What media outlets do you recommend when trying to get coverage for your show? (I should mention that I write for one, Snobby Robot.)


(Bri Castellini) #47

Signal boost! I think this might have gotten buried :slight_smile:


(Megan Brotherton) #48

Good question. Last year I decided to focus on directing and yes I feel like it’s the best fit for me, but I still act in other people’s stuff and opportunities keep coming in acting as well. I actually have an audition today!
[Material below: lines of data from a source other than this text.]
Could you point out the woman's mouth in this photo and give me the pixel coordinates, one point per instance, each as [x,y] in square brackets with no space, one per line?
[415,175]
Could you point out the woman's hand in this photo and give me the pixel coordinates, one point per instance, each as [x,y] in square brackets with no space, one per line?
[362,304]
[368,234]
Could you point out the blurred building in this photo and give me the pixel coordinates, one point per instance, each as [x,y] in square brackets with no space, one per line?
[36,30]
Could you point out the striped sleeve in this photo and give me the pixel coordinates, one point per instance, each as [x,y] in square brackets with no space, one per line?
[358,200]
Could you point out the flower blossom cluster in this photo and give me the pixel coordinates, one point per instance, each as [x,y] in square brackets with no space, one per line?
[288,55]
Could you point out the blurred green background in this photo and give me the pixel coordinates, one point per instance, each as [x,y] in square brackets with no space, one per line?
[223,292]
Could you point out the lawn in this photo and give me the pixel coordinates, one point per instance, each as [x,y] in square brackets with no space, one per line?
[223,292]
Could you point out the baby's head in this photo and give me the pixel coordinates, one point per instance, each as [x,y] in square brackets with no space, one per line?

I find acting and directing inform each other. Directing has made me a better actor and and my acting background is a major strength in my directing.


(Meg Carroway) #49

lol thanks Bri I forgot I even asked that!


(Meg Carroway) #50

Do you have, like, two biggest lessons you’ve learned about directing that you can impart? I want to start getting into directing at some point too, but right now am just writing and producing :slight_smile:


(Megan Brotherton) #51

Save your money and don’t apply to Sundance!!! I get the festival question A LOT and the answer is really dependent on your film (sorry lame answer!), so the best thing I can say is do your research. Look at what festivals prefer i.e. some fests are really into series now so target those if that’s what you have. AND look at what they programmed last year. If it’s similar to yours then go for it! If it’s way off or they program very few shorts/series/whatever you made, save your money.


(Chris Hadley) #52

Regarding episode releases: I’ve considered doing ongoing, monthly episodes of my show, rather than seasons with a set amount of episodes (all of which run 3-5 minutes on average). Which do you feel would be best?


(Megan Brotherton) #53

That’s a greta start so You’ll have a good understanding of everything before you direct. I’d say the first and most important lesson I learned was you have to not care what other people think of you. Put the creative above any concern of people liking you. I mean don’t be an asshole or put anyone in danger of course but be lazer focused on capturing what you need and let your producers worry about keeping everyone happy.


(Meg Carroway) #54

I’m not doing an AMA but I would definitely recommend not having a whole month between episodes, ESPECIALLY for ones so short. Hard to build momentum that way, esp (again) if the eps are so short. You don’t really want people to only have 3 minutes of content per month, otherwise they’ll forget about you because that’s barely .00001% of their whole month and to stick in their minds you def need more than that


(Chris Hadley) #55

I’ve been working on some extra short content that would air in between those episodes, so it wouldn’t just be the main show on a monthly basis.


(Megan Brotherton) #56

Cool! I gotta check it out. Again it’s specific to your project. EDI was about female sexuality and empowerment so I focused on blogs that had the same interest. The more specific you can get the better.


(Bri Castellini) #57

Signal boost post of a few unanswered ones:


(Chris Hadley) #58

I totally understand what you’re saying, and you make a great point. It wouldn’t be a good idea to just post something that’s short but wait a month until you post something new.


(Megan Brotherton) #59

I think either is good, and shorter is always better so keep it as close to the 3 min mark as possible.


(Meg Carroway) #60

Ah I gotcha. Still… a month is a long time. Seems like you should just shoot everything before releasing, even with supplemental, especially if supplemental is even SHORTER, unless you’re doing, like, one main episode a month and then 2-3 shorter things per WEEK. You know?


(Megan Brotherton) #61

Just don’t let it die! If people drop out, replace them. Always talk as if the show is still happening. Believe it and it will! Also start off realistically with people who really seem committed.